Два месяца он коверкал русский язык, который он ненавидел, и в конце концов превратился в «знатока русского языка и славянских привычек». Для операций на Востоке из их дивизии отобрали наиболее смелых и решительных парней и послали для диверсии коммуникаций русских.
Неделю назад четырехмоторный «Фокке-Вульф», пройдя на большой высоте, сбросил диверсантов в окрестностях города. Ганс Дрейф собственными глазами видел, как крестьяне прямо на лету подцепили на вилы его двух закадычных собутыльников Кляйна и Лессмайера. За ним тоже погнались, но его спасли резвые ноги и хорошее сердце... Он ушел и спрятался в леске, в ямке от раскорчеванного дуба. Съев свой неприкосновенный запас, Дрейф вышел на работу. У реки его заметили мальчишки. Он ушел от них и больше не рисковал появляться на людях, хотя и был одет в гражданское платье и обучен «большевистским привычкам».

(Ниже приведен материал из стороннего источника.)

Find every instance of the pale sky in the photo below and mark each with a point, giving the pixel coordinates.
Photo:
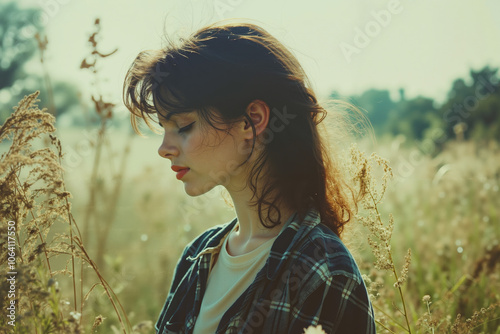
(421, 46)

Ганса Дрейфа изловили бойцы истребительного батальона и привели на завод, в штаб. Пленник жадно кусал хлеб, держа краюху обеими руками, и воровато посматривал на окружающих. Он ожидал смерти, но хотел перед отправлением в загробный мир вволю наесться. Он был оборван, худ, глаза разъела грязь и пыль. Наевшись, он заулыбался обступившим его людям. На диком наречии он объяснил, что из солдатского нормального состояния его выбили не только лишения, но непонятность обстановки. Он искал кулаков, но все гонялись за ним. На Украине, куда они шли, как освободители от большевиков, жили одни большевики и никто больше.
Дрейфа отвезли в город, а через три часа Рамодан пришел к Дубенко с удивленным лицом.
— Теперь все ясно, — сказал он, разводя руками, — вот этот самый сморчок Дрейф был наводчиком на нашу ветку.
— Да так ли это?
— Сообщили из штаба. Признался, бандит.
ГЛАВА XXI
Надвинулась одна из последних грозных ночей. Дубенко получал инструкции в городском партийном комитете. Приходили и уходили коммунисты. Они были молчаливы, кивками здоровались друг с другом. Многие были вооружены, подпоясаны желтыми ремнями.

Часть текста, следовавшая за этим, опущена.